The TaskScheduler allocates a new TaskSetManager which is responsible for scheduling the tasks within a single TaskSet in the TaskSchedulerImpl. This class keeps track of (1) each task, retries tasks if they fail (up to a limited number of times), and (2) handles locality-aware scheduling for this TaskSet via delay scheduling. The TaskSetManager then calls var myLocalityLevels = computeValidLocalityLevels() which calculates the preferred location of a task based upon multiple factors. For a given RDD partition location it checks with TaskSchedulerImpl.hasExecutorsAliveOnHost(hostname) if the host has an executor. If yes, then it uses that host to schedule the computation for that particular RDD partition.

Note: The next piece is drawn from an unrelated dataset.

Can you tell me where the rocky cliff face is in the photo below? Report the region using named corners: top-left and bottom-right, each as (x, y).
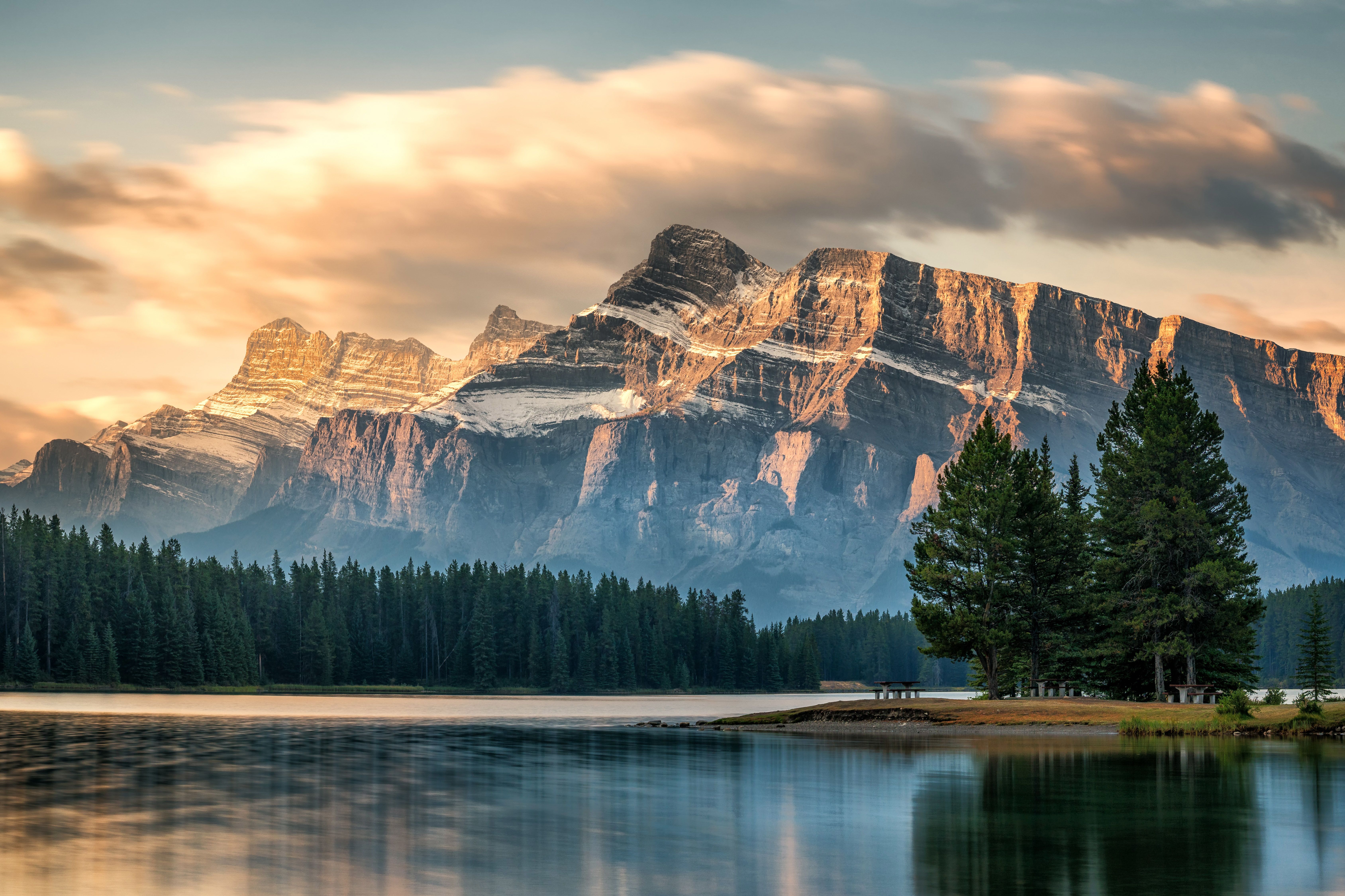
top-left (0, 307), bottom-right (554, 538)
top-left (15, 227), bottom-right (1345, 617)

The preferred level should be NODE_LOCAL. And the case of no match usually one gets RACK_LOCAL or ANY.

Task/Stage and location related information

abstract class Stage is implemented by ResultStage and ShuffleMapStage - these are two types of tasks that run in Spark. A stage is a collection of completely parallel tasks.

Both ResultStage and ShuffleMapStage result in ResultTask and ShuffleMapTask which implement a Task abstract class. Both of these tasks type have preferredLocs as a sequence of TaskLocation. A TaskLocation is a location where a task should run. This can either be a host or a (host, executorID) pair.